Configure MCP servers in ~/.dtt/mcp.json:
{
"mcpServers": {
"my-server": {
"command": "npx",
"args": ["-y", "my-mcp-server"],
"env": { "API_KEY": "${MY_API_KEY}" }
}
}
}The agent discovers and uses all tools exposed by connected MCP servers.
| Variable | Required | Description |
|---|---|---|
OPENROUTER_API_KEY |
Yes | Your OpenRouter API key |
SERPER_API_KEY |
No | Enables hybrid search_web plus Serper-backed batch_process search enrichment |
TWOCAPTCHA_API_KEY |
No | Enables automated captcha solving |
AGENTMAIL_API_KEY |
No | AgentMail key for email tools |
AGENTMAIL_INBOX_ID |
No | Default AgentMail inbox ID |
AGENTMAIL_HUMAN_EMAIL |
No | Human email for AgentMail OTP verification |
All variables can be saved to ~/.dtt/env (shell-exported values take precedence). The agent can update this file via manage_config.
| Path | What's there |
|---|---|
~/.dtt/env |
Saved API keys for OpenRouter, Serper, 2Captcha, and AgentMail. Mode 0600. The agent can update this via manage_config. |
~/.dtt/threads/ |
Saved conversation threads (resume with --resume) |
~/.dtt/threads/<id>/cache/ |
Per-thread scratch folder (intermediate files, downloads, batch artifacts) |
~/.dtt/skills/<name>/SKILL.md |
User-defined skills (Claude Code convention) |
~/.dtt/mcp.json |
MCP server configuration |
/tmp/dothething/ |
Runtime: Python venv, SearXNG, Camoufox browser |
--pipe sends only the final report to stdout and mutes everything else. Use it when you need to chain dothething into other commands:
./dtt.sh --pipe --prompt "Summarize the README in this repo" | pbcopy
./dtt.sh --pipe --prompt "List all TODO comments" > todos.txt
cat spec.md | ./dtt.sh --pipe --prompt "Review this spec"Exit codes: 0 means complete, 2 means partial, 1 means failed.
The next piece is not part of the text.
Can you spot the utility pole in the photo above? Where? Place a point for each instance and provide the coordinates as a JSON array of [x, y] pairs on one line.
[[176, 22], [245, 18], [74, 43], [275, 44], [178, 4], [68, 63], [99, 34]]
--notify-desktop pops a system notification when the task finishes. On macOS this uses osascript, on Linux it uses notify-send.
--notify-email you@example.com sends a short email summary when done. Requires AgentMail to be configured.
Both work in orchestrator mode -- you get per-agent notifications as they finish, plus one when all agents are done.
The shell_session tool provides a stateful bash session that persists environment variables, working directory, and shell state across calls. Use it for multi-step build processes, interactive debugging, or anything where shell state matters between commands. For simple one-off commands, run_command is still there and simpler.
--max-cost 5.00 stops the agent when cumulative spending hits $5. The agent checkpoints its state so you can --resume later if you want to continue. Useful for fire-and-forget runs where you don't want to babysit the budget.
email_wait_for_message pauses the agent until a specific reply hits the inbox. Set filters on sender, subject, or thread. The agent polls every few seconds and returns the message when it arrives, or times out. Saves you from wasting tokens on manual poll loops.
Persisted thread logs (~/.dtt/threads/) are redacted -- API keys, tokens, and secrets are masked before writing to disk. The same redaction applies to --debug output.
BSD 3-Clause. See LICENSE for the full text.